# Convex hull of a convex curve as an infinite intersection of convex hull of triangles

Let $$f(x)$$ be a univariate convex curve (say $$f(x) = x^2$$) and let the domain be bounded. The goal is to prove that the convex hull of this curve in its domain can be expressed as an infinite intersection of convex hull of triangles. The sequence of convex hull is constructed as follows:

1. Uniformly partition the domain into $$k$$ partitions
2. Construct a triangle in each partition using the two tangents at the extreme points of the partition and the secant joining the extreme points,
3. Take the convex hull of the resulting $$k$$ triangles. Let the convex hull formed at iteration $$k$$ be denoted by $$A_k$$.

Now, we want to prove $$\cap_k A_k = \operatorname{conv}(y=f(x))$$. Any help is appreciated.

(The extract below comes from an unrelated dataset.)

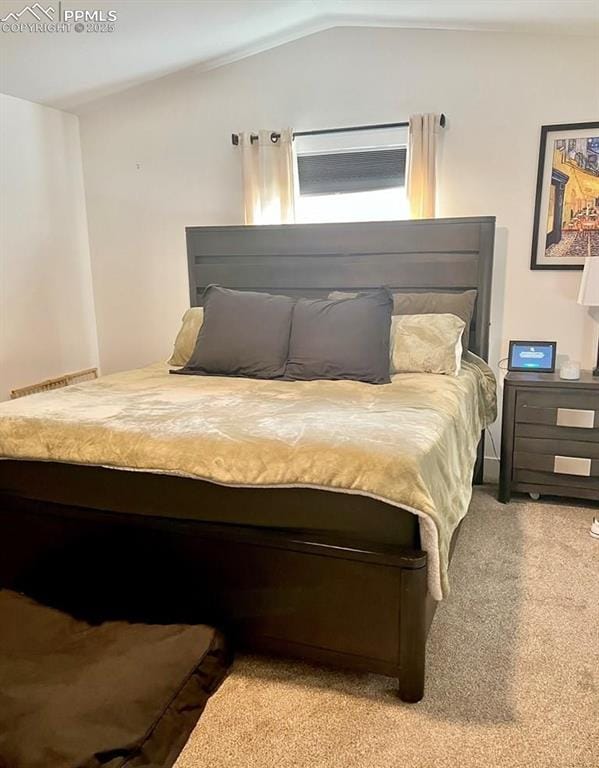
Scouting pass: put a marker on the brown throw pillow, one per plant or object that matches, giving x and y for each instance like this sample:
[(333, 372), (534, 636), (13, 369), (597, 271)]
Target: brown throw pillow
[(432, 303), (345, 338), (243, 334)]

$k=2$ and $$f(x) = x^2$$ in the domain $$[-2, 2]$$">

• If you assume that $f$ is bounded on the domain, then $f$ is Lipschitz continuous on the domain. This should help to prove that the vertices of the triangles are not too far away from the graph of $f$.
– daw
Commented Jan 17, 2020 at 9:51
• @daw Can you be slightly more explicit. I tried doing that without much success. Commented Jan 22, 2020 at 2:50

Let me assume that the domain in question is the interval $$[a,b]$$. Let me denote by $$G:=\{ (x,f(x)): \ x\in [a,b]\}$$ the graph of $$f$$. Since $$G \subset A_k$$ by convexity of $$f$$, it holds $$conv(G) \subset A_k$$.
Let $$f$$ be bounded on the interval $$[a,b]$$. Then it is Lipschitz continuous there. Since you are talking about tangents, let me assume that $$f$$ is differentiable on the interval. Since $$f$$ is differentiable and Lipschitz continuous, we have $$|f'(x)|\le L$$ for all $$x\in [a,b]$$.
At step $$k$$, we partition the interval $$[a,b]$$ into $$k$$ subintervals of length at most $$h_k$$, with $$h_k \to0$$ for $$k\to \infty$$.
Let $$[x_1,x_2]$$ an interval of the partition. Then the two lines below the graph that define the corresponding triangle can be described by the mappings $$x\mapsto f(x_1) + f'(x_1)(x-x_1)$$ and $$x\mapsto f(x_2) + f'(x_2)(x-x_2).$$ Let $$x\in [x_1,x_2]$$. Then the distance of a point on the triangle can be bounded from above $$| f(x) - (f(x_1) + f'(x_1)(x-x_1))|,$$ i.e., by the distance of the corresponding point of one the lines to the graph.
And by the mean value theorem, $$|f(x) - (f(x_1) + f'(x_1)(x-x_1))| = |(f'(\xi)- f'(x_1))(x-x_1)| \le L |\xi-x_1| \cdot |x-x_1| \le L |x_2-x_1|^2 \le L h_k^2.$$ That is, the distance from an point $$x$$ below the graph in some triangle to the graph tends to zero for $$k\to \infty$$. If $$x$$ is a point in some triangle and above the graph then $$x\in conv(G)$$ anyway.
Let now $$x \in \cap A_k \setminus conv(G)$$. Then for all $$k$$, $$x$$ is in some of these constructed triangles and below the graph. By the arguments above $$dist(x,G) \le Lh_k^2 \to0$$. So $$x\in G$$, a contradiction, and we have $$\cap A_k \subset cong(G)$$.